I'll leave shutdown and cancelation as an exercise to the reader :)
Our approach is similar to what is in the update of the original question. We have a wrapper class that is a runnable that contains a queue (LinkedTransferQueue) which we call a RunnableQueue. The runnable queue has the basic API of:
public class RunnableQueue implements Runnable
{
public RunnableQueue(String name, Executor executor);
public void run();
public void execute(Runnable runnable);
}
When the user submits the first Runnable via the execute call the RunnableQueue enqueues itself on the executor. Subsequent calls to execute get queued up on the queue inside the RunnableQueue. When the runnable queue get executed by the ThreadPool (via its run method) it starts to "drain" the internal queue by serially executing the runnables one by one. If execute is called on the RunnableQueue while it is executing, the new runnables simply get appended to the internal queue. Once the queue is drained, the run method of the runnable queue completes and it "leaves" the executor pool. Rinse repeat.
We have other optimizations that do things like only let some number of runnables run (e.g. four) before the RunnableQueue re-posts itself to the executor pool.
The only really tricky bit inside and it isn't that hard) is to synchronize around when it is posted to the executor or not so that it doesn't repost, or miss when it should post.
Overall we find this to work pretty well. The "ID" (semantic context) for us is the runnable queue. The need we have (i.e. a plugin) has a reference to the RunnableQueue and not the executor pool so it is forced to work exclusively through the RunnableQueue. This not only guarantees all accesses are serially sequence (thread confinement) but lets the RunnableQueue "moderate" the plugin's job loading. Additionally, it requires no centralized management structure or other points of contention.
I have to implement a similar solution and the suggestion of creating an array of executor services by h22 seems the best approach to me with one caveat that I will be taking the modulus % of the ID (either the raw ID assuming it is long/int or the hash code) relative to some desired max size and using that result as the new ID so that way I can have a balance between ending up with way too many executor service objects while still getting a good amount of concurrency in the processing.
import java.util.ArrayList;
import java.util.List;
import java.util.concurrent.ExecutorService;
import java.util.concurrent.Executors;
public class ExecutorServiceRouter {
private List<ExecutorService> services;
private int size;
public ExecutorServiceRouter(int size) {
services = new ArrayList<ExecutorService>(size);
this.size = size;
for (int i = 0; i < size; i++) {
services.add(Executors.newSingleThreadExecutor());
}
}
public void route(long id, Runnable r) {
services.get((int) (id % size)).execute(r);
}
public void shutdown() {
for (ExecutorService service : services) {
service.shutdown();
}
}
}
Extending ThreadPoolExecutor would be quite difficult. I would suggest you to go for a producer-consumer system.
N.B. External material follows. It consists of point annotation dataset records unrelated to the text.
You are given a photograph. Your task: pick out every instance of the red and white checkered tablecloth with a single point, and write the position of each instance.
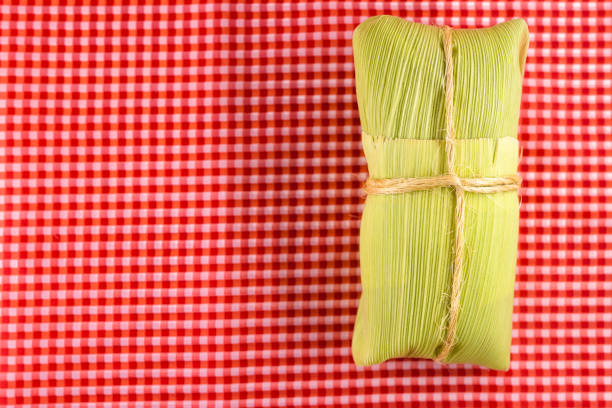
(180, 208)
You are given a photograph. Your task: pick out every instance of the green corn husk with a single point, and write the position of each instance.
(407, 240)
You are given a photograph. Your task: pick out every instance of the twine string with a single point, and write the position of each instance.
(483, 185)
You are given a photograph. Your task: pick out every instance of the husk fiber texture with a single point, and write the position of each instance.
(406, 240)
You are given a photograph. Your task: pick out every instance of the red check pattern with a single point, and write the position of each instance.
(180, 208)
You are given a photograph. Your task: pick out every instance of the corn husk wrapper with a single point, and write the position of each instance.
(406, 240)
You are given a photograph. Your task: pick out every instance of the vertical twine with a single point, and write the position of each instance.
(460, 197)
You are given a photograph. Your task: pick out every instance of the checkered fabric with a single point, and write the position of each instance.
(180, 208)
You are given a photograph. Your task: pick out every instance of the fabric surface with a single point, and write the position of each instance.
(407, 241)
(180, 208)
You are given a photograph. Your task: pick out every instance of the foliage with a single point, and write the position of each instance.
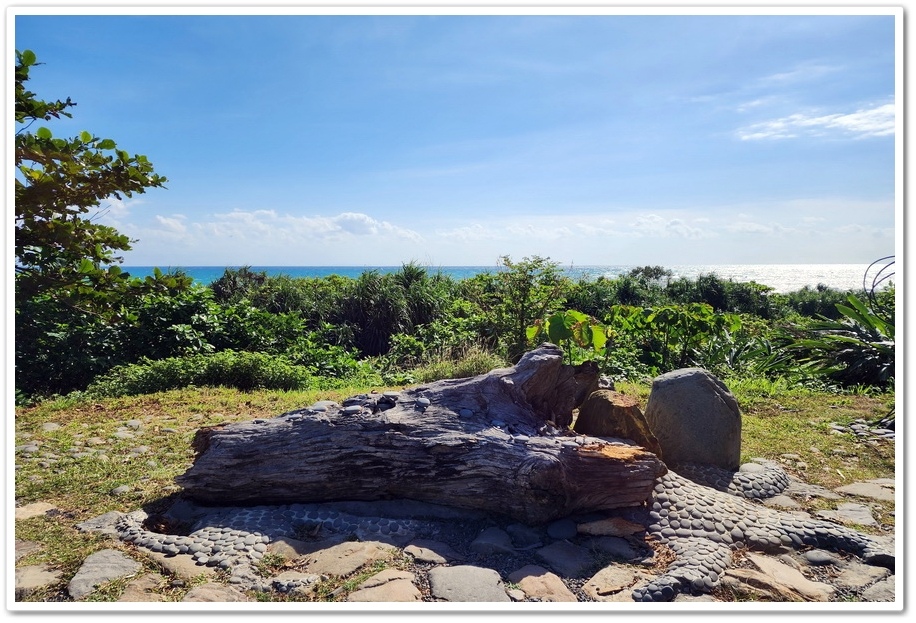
(241, 370)
(518, 295)
(61, 348)
(813, 302)
(776, 420)
(568, 329)
(60, 251)
(472, 361)
(856, 349)
(73, 301)
(674, 336)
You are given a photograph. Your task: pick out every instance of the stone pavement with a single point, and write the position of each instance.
(454, 555)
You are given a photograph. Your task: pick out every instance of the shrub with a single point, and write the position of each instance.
(241, 370)
(473, 361)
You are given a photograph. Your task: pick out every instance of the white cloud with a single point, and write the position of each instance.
(656, 226)
(268, 225)
(469, 233)
(803, 72)
(749, 228)
(863, 123)
(174, 225)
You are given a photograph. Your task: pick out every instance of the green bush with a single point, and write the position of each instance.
(241, 370)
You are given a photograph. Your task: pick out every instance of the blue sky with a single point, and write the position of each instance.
(453, 140)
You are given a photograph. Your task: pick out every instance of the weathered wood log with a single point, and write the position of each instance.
(486, 442)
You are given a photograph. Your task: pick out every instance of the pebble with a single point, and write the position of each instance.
(697, 523)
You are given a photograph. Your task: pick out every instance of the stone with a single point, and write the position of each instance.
(36, 509)
(607, 413)
(24, 548)
(142, 589)
(390, 585)
(103, 524)
(492, 541)
(345, 558)
(856, 575)
(464, 583)
(792, 578)
(30, 578)
(867, 490)
(567, 559)
(562, 529)
(182, 566)
(524, 537)
(292, 549)
(849, 513)
(610, 582)
(100, 568)
(880, 591)
(617, 547)
(695, 419)
(214, 592)
(539, 583)
(612, 526)
(818, 557)
(781, 501)
(434, 552)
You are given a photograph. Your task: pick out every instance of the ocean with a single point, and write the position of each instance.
(781, 277)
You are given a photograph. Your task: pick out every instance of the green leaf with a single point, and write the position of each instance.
(86, 266)
(557, 329)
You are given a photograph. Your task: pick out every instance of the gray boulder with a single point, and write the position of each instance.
(695, 419)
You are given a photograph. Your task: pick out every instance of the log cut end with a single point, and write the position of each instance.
(483, 442)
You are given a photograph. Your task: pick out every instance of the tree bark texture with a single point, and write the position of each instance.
(486, 442)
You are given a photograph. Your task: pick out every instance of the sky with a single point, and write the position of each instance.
(376, 140)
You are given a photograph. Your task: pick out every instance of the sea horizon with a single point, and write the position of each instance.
(782, 277)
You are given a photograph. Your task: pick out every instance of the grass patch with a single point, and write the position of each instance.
(86, 448)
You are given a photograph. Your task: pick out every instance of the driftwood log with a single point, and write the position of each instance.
(498, 442)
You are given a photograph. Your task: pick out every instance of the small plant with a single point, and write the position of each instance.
(571, 328)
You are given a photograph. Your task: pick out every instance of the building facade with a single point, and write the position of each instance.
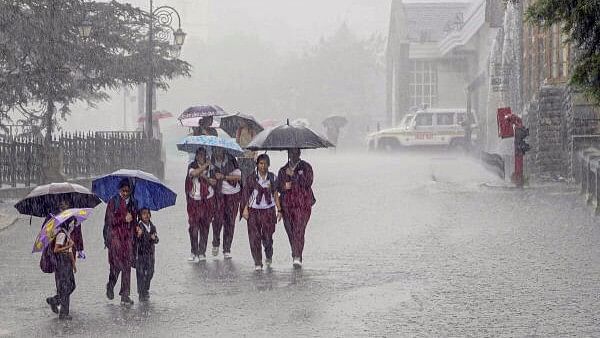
(560, 119)
(437, 55)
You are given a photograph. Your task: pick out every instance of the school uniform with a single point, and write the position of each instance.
(144, 257)
(200, 208)
(259, 196)
(227, 202)
(296, 203)
(120, 242)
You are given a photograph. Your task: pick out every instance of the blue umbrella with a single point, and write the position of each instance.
(148, 191)
(191, 143)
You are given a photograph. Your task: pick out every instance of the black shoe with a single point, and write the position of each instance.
(110, 294)
(64, 317)
(53, 305)
(126, 301)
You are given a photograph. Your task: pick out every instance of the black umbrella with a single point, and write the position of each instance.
(288, 136)
(45, 199)
(335, 121)
(231, 123)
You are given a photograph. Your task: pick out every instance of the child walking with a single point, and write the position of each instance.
(145, 240)
(259, 200)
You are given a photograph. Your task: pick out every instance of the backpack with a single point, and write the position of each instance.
(48, 259)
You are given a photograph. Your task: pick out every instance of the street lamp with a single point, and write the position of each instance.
(162, 16)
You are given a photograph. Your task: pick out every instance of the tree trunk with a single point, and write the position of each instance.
(49, 123)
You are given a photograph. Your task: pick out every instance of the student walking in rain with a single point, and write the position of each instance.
(145, 240)
(64, 271)
(259, 200)
(199, 194)
(120, 220)
(227, 198)
(294, 183)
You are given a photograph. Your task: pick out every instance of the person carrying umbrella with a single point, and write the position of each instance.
(294, 183)
(294, 180)
(120, 219)
(227, 198)
(65, 268)
(144, 241)
(199, 194)
(244, 136)
(259, 201)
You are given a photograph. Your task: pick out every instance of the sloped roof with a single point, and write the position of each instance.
(414, 18)
(431, 18)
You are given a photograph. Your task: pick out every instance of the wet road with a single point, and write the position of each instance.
(402, 245)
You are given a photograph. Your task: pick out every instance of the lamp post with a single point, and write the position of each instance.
(161, 16)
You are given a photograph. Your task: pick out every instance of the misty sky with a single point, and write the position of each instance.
(284, 25)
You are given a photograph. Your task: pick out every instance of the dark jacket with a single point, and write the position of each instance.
(301, 195)
(144, 245)
(120, 239)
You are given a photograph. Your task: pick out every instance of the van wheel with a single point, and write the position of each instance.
(388, 145)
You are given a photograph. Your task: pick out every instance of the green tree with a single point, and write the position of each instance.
(45, 66)
(580, 20)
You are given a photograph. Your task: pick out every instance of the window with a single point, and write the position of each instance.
(558, 57)
(445, 119)
(424, 119)
(423, 84)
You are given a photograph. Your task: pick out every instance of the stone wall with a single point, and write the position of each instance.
(545, 120)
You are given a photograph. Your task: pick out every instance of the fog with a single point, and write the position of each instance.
(238, 50)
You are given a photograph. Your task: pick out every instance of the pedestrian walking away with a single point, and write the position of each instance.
(199, 192)
(120, 220)
(259, 202)
(227, 200)
(294, 183)
(145, 240)
(64, 273)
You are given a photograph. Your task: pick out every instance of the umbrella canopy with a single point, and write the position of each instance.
(335, 121)
(157, 115)
(50, 228)
(288, 136)
(44, 199)
(191, 143)
(231, 123)
(148, 191)
(191, 116)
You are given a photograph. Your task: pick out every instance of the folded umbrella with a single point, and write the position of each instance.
(148, 191)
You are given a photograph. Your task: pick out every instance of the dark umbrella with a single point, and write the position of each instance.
(288, 136)
(190, 116)
(231, 123)
(44, 199)
(335, 121)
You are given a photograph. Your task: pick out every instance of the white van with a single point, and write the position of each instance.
(427, 127)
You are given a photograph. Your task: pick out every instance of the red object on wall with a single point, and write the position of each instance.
(505, 124)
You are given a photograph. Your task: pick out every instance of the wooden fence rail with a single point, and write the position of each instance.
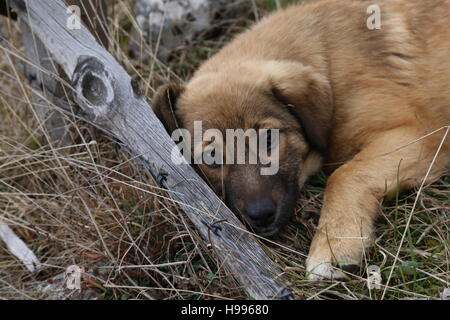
(104, 92)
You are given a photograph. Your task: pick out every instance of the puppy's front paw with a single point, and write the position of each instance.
(332, 259)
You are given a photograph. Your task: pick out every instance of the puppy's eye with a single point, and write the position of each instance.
(213, 165)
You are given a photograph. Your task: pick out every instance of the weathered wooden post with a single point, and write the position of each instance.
(104, 92)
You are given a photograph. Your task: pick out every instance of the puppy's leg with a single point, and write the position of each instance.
(355, 190)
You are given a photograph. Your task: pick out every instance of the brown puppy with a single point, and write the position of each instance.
(339, 92)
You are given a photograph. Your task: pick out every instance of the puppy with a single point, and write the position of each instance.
(366, 102)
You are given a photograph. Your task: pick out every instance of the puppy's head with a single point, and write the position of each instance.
(289, 97)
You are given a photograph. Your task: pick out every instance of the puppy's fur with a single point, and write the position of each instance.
(366, 101)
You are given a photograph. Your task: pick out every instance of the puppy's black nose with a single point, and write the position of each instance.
(261, 213)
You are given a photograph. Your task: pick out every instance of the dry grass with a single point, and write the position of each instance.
(89, 205)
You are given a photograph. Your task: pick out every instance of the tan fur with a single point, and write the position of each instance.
(366, 95)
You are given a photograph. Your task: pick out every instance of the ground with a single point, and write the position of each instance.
(88, 205)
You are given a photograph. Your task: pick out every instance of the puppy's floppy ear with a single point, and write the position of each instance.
(308, 96)
(164, 105)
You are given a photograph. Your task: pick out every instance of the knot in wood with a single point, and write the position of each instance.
(94, 88)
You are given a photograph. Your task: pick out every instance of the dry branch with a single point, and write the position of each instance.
(104, 92)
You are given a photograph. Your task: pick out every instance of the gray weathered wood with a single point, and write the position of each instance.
(104, 92)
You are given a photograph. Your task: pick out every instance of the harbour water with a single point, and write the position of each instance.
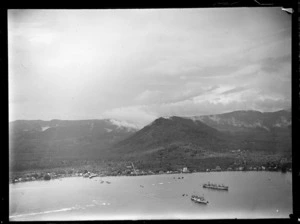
(250, 195)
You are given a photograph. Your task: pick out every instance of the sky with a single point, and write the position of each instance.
(136, 65)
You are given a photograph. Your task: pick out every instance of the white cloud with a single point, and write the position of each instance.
(137, 115)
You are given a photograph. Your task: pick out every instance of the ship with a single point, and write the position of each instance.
(199, 199)
(216, 186)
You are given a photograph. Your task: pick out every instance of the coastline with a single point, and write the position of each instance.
(30, 176)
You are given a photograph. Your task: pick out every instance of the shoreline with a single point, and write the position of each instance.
(28, 178)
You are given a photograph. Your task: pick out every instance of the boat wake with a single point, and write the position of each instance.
(76, 207)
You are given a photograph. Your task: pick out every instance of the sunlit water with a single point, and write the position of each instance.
(250, 195)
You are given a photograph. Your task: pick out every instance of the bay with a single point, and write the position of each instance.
(251, 195)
Here is what I am suggesting.
You can create typical producer consumer systems . Check out the code mentioned in this question.
Now each of these system will have a queue and a Single Consumer thread,which will process the tasks in the queue serially
Now, create a pool of such individual systems.
When you submit a task for a related ID , see if there is already a system marked for that related ID which is currently processing the tasks, if yes then submit the tasks,
If its not processing any tasks then mark that system with this new related ID and submit the task.
This way a single system will cater only for one logical related IDs .
Here I am assuming that a related ID is logical bunch of individual IDs and the producer consumer systems will be created for related IDs and NOT individual IDs.